Capítulo 1 - Capítulo 1:


Estar no escuro havia se tornado uma espécie de conforto para Vicente. Um dos poucos que ele não tinha vontade de abrir mãos, era como se ao deixar todas as luzes de seu apartamento desligadas e se concentrasse no silêncio, ele pudesse esquecer-se de todos os seus problemas. Seu estômago implorava por comida, mas ele não sentia fome, ele sabia que tinha de se levantar para tomar um banho, mas suas pernas estavam parecendo pasta.

Faz três dias que eu não como, ele se lembrou, sentiu vontade de suspirar, mas a reprimiu, pois isso acabaria com seu precioso silêncio.

Vicente ouviu o barulho da porta, alguém estava tentando entrar. Uma pontada de ansiedade esquisita o atingiu no peito, mas foi brutalmente esmagada quando ele se lembrou de que havia trocado a fechadura recentemente. A porta abriu, ele ouviu fungadas e um suspiro de desgosto.

Logo em seguida a luz de seu quarto se acendeu, a claridade repentina feriu os olhos do rapaz, ele gemeu incomodado.

— Cara, você está péssimo. –disse Matias, seu melhor amigo. Nome de herói: “O Louco”. –Quanto tempo faz que não limpa esse lugar? E não toma um banho? Meu Deus...

Vicente não respondeu; muito esforço. Ele se sentia cansado até mesmo para formular as palavras em seu cérebro. Matias parecia estar falando debaixo da água.

— Olha, Vicente, eu sei que esses últimos anos não tem sido fáceis. Com sua estreia, seu pai adotivo e... A Alicia, mas você é o “Campeão”, cara. Você precisa se reerguer, tem pessoas te esperando lá fora.

Vicente sabia disso, ele sabia muito bem. Apenas ouvir seu nome de herói já era o suficiente para fazê-lo ter ânsias, ele sabia que as pessoas o estavam aguardando, mas tudo parecia tão trabalhoso... Ele estava tão letárgico e bem em sua cama.

Vendo que não teria resposta, Matias se sentou na beirada da cama.

— Escuta. Sua mãe está preocupada, ela não para de me mandar mensagens, diz que você não atende os telefonemas.

Ele se remexeu retirando o aparelho debaixo de seu corpo.

— Está descarregado.

— Há três dias? –ele conseguia sentir as pontadas de sarcasmo de Matias.

— Mais ou menos.

Outro suspiro, um som de latinha se abrindo, característico de gás escapando. Matias parecia estar tomando longas goladas de cerveja, os dois se conheciam bem o suficiente para que Vicente não precisasse se virar para saber que era cerveja.

— Me dê o seu celular.

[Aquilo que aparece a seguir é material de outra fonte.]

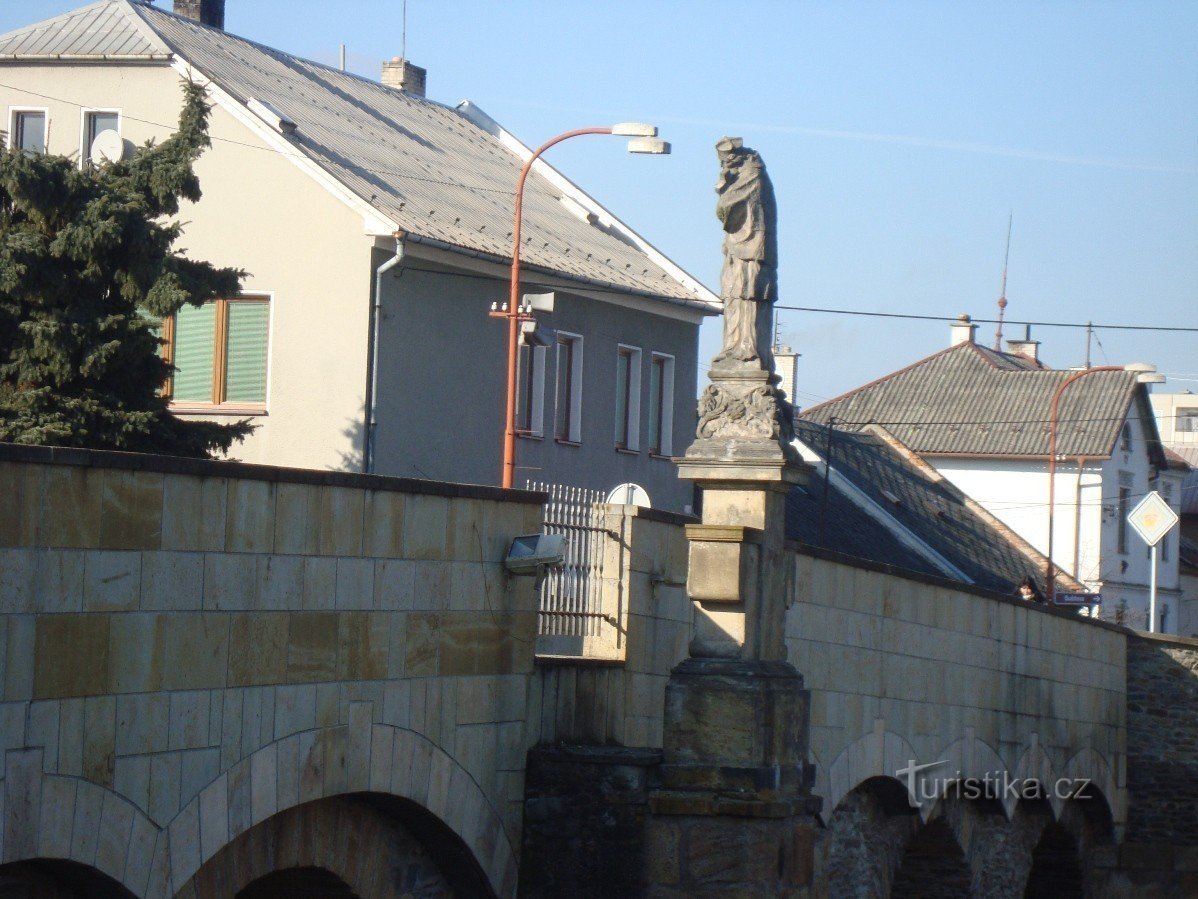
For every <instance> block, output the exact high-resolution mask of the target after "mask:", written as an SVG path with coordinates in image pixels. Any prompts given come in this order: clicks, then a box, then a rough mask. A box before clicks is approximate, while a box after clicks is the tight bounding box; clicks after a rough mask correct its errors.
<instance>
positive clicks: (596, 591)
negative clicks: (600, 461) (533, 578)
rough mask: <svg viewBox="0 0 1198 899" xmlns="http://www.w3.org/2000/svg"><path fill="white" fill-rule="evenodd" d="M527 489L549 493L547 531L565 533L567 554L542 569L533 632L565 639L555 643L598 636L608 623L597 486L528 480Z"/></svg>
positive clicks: (602, 494)
mask: <svg viewBox="0 0 1198 899" xmlns="http://www.w3.org/2000/svg"><path fill="white" fill-rule="evenodd" d="M527 487H528V489H530V490H540V491H544V493H547V494H549V502H546V503H545V532H546V533H561V535H563V536H564V537H565V557H564V560H563V562H562V565H561V566H555V567H552V568H550V569H549V571H547V572H546V573H545V579H544V581H543V583H541V586H540V604H539V608H538V615H537V635H538V636H543V638H567V640H564V641H563V640H551V641H545V642H552V644H556V645H561V644H563V642H564V644H569V642H573V640H570V639H569V638H575V639H576V640H577V642H579V645H580V646H581V644H582V642H583V641H585V640H586V639H587V638H597V636H599V635H600V632H601V629H603V628H604V627H606V626H609V625H607V621H606V617H607V616H606V615H605V614H604V610H603V557H604V539H605V536H606V533H605V530H604V527H603V513H601V512H600V509H599V508H598V505H599V503H601V502H604V500H605V494H604V493H603V491H601V490H591V489H587V488H582V487H568V485H565V484H546V483H540V482H536V481H530V482H527Z"/></svg>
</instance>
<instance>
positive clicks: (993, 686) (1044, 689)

Eu vou carrega-lo para você.

Matias tomou o aparelho da mão de seu amigo, rumando para o canto do quarto onde um carregador estava plugado há tomada. Depois retornou ao lado de Vicente bebericando sua cerveja.

— Eu quase sinto raiva da Alicia. –disse Matias suspirando.

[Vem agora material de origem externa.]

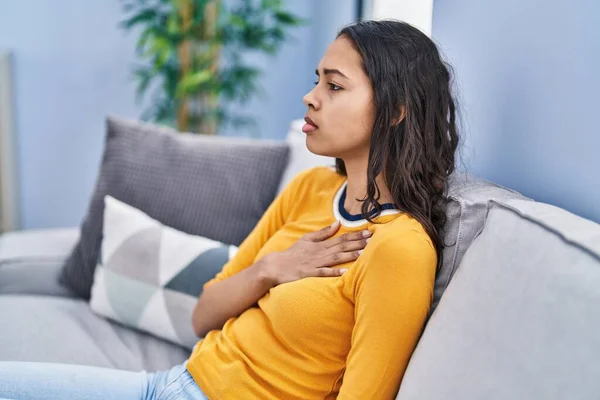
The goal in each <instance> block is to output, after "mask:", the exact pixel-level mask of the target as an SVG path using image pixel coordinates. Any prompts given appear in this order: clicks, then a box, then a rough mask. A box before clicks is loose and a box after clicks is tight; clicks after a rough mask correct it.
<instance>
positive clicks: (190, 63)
mask: <svg viewBox="0 0 600 400" xmlns="http://www.w3.org/2000/svg"><path fill="white" fill-rule="evenodd" d="M182 3H183V6H182V7H181V19H182V21H183V30H184V32H185V31H186V30H187V29H188V28H189V26H190V23H191V16H192V2H191V0H184V1H183V2H182ZM190 45H191V43H190V40H189V39H186V40H183V41H182V42H181V44H180V45H179V60H180V62H181V76H182V77H183V76H185V75H186V74H187V73H188V72H189V71H190V68H191V57H190ZM188 125H189V107H188V102H187V98H186V97H185V96H184V97H182V98H181V99H180V100H179V103H178V110H177V127H178V129H179V130H180V131H182V132H187V131H188V128H189V126H188Z"/></svg>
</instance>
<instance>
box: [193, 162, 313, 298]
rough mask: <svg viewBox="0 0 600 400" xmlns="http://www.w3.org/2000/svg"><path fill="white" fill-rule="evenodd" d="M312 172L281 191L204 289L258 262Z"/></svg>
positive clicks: (299, 175) (306, 172) (287, 214)
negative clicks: (228, 259)
mask: <svg viewBox="0 0 600 400" xmlns="http://www.w3.org/2000/svg"><path fill="white" fill-rule="evenodd" d="M313 170H314V168H312V169H308V170H306V171H303V172H301V173H300V174H298V175H297V176H296V177H295V178H294V179H293V180H292V181H291V182H290V183H289V184H288V185H287V186H286V187H285V188H284V189H283V190H282V191H281V193H280V194H279V195H278V196H277V197H276V198H275V200H273V202H272V203H271V205H270V206H269V208H268V209H267V211H265V213H264V214H263V216H262V217H261V219H260V220H259V221H258V223H257V224H256V226H255V227H254V229H253V230H252V232H250V234H249V235H248V236H247V237H246V239H244V241H243V242H242V244H240V246H239V249H238V251H237V253H236V254H235V256H234V257H233V258H232V259H231V260H229V262H227V263H226V264H225V265H224V266H223V269H222V270H221V271H220V272H219V273H218V274H217V275H216V276H215V277H214V278H213V279H211V280H210V281H208V282H206V283H205V284H204V288H206V287H207V286H209V285H211V284H213V283H215V282H219V281H222V280H224V279H227V278H229V277H231V276H233V275H235V274H237V273H238V272H240V271H242V270H243V269H245V268H248V267H249V266H251V265H252V264H254V263H255V262H256V261H258V260H255V259H256V256H257V254H258V253H259V251H260V249H261V248H262V247H263V245H264V244H265V243H266V242H267V241H268V240H269V238H270V237H271V236H273V234H274V233H275V232H277V231H278V230H279V229H280V228H281V227H282V226H283V225H284V224H285V222H286V221H287V219H288V217H289V215H290V213H291V211H292V209H293V207H294V201H295V200H297V199H298V197H299V196H300V194H301V192H302V191H304V190H305V188H304V183H305V181H306V180H307V179H310V178H309V177H310V175H311V173H312V172H313Z"/></svg>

— Não sinta, pode ser difícil de acreditar, mas o maior culpado fui eu.

— Parece que eu não vou conseguir te ajudar...

— Parece que não.

— Acha que está doente?

Era uma pergunta idiota, mas também o medo profundo de Vicente. Ele era o Campeão, mesmo que não soubesse mais o que aquilo significava, mesmo que campeão fosse à última coisa que ele parecesse agora. Não podia estar doente, depressivo, porque isso não era trabalho do Campeão.

— Não sei...

— Entendi. Não pense que eu desisti de você cara, eu vou continuar te enchendo o saco até você sair dessa porra de cama. –e lá estava o hábito de Matias de começar a xingar quando ficava levemente bêbado. –Mesmo que...

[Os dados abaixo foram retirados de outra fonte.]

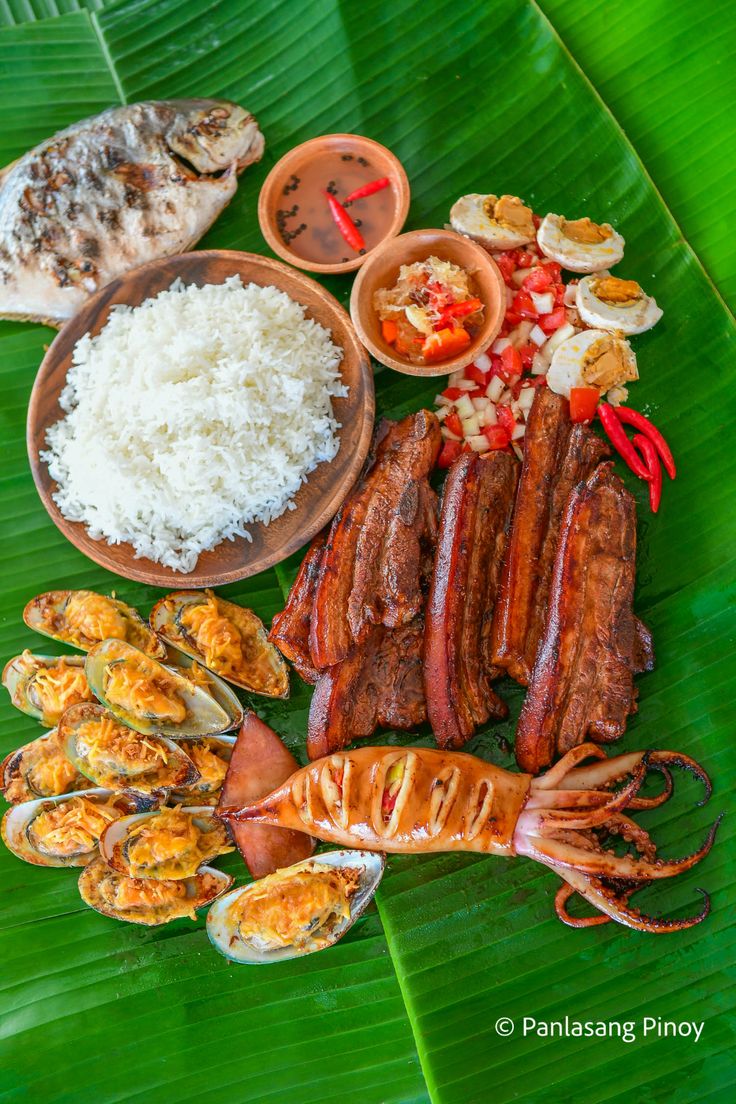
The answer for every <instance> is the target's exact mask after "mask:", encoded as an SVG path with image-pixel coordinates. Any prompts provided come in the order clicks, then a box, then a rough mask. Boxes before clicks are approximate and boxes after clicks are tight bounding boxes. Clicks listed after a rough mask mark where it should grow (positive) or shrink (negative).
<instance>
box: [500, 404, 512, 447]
mask: <svg viewBox="0 0 736 1104" xmlns="http://www.w3.org/2000/svg"><path fill="white" fill-rule="evenodd" d="M495 416H497V417H498V420H499V425H500V426H501V427H502V428H503V429H504V431H505V433H506V434H508V436H509V440H511V434H512V433H513V432H514V428H515V426H516V418H515V417H514V416H513V413H512V411H511V407H510V406H506V405H504V403H499V405H498V406H497V407H495Z"/></svg>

O celular dele tocou ruidosamente pelo apartamento, fazendo Vicente gemer de irritação. O silêncio agora completamente destruído, Matias estalou a língua, mas ao ver quem estava ligando (ou mandando mensagem), sua expressão suavizou.

Ele saiu do quarto de Vicente ainda deixando as luzes acessas; por alguns segundos, o Campeão pensou em se erguer para apaga-las, mas a cama parecia uma armadilha mortal naquele momento. Ele não sairia dali, Matias retornou logo depois.

— Era a Erica. –ele disse terminando sua cerveja. –Amanhã eu volto, vê se joga aquela coisa da cozinha no lixo, não sei quem fez, mas não dá mais para comer.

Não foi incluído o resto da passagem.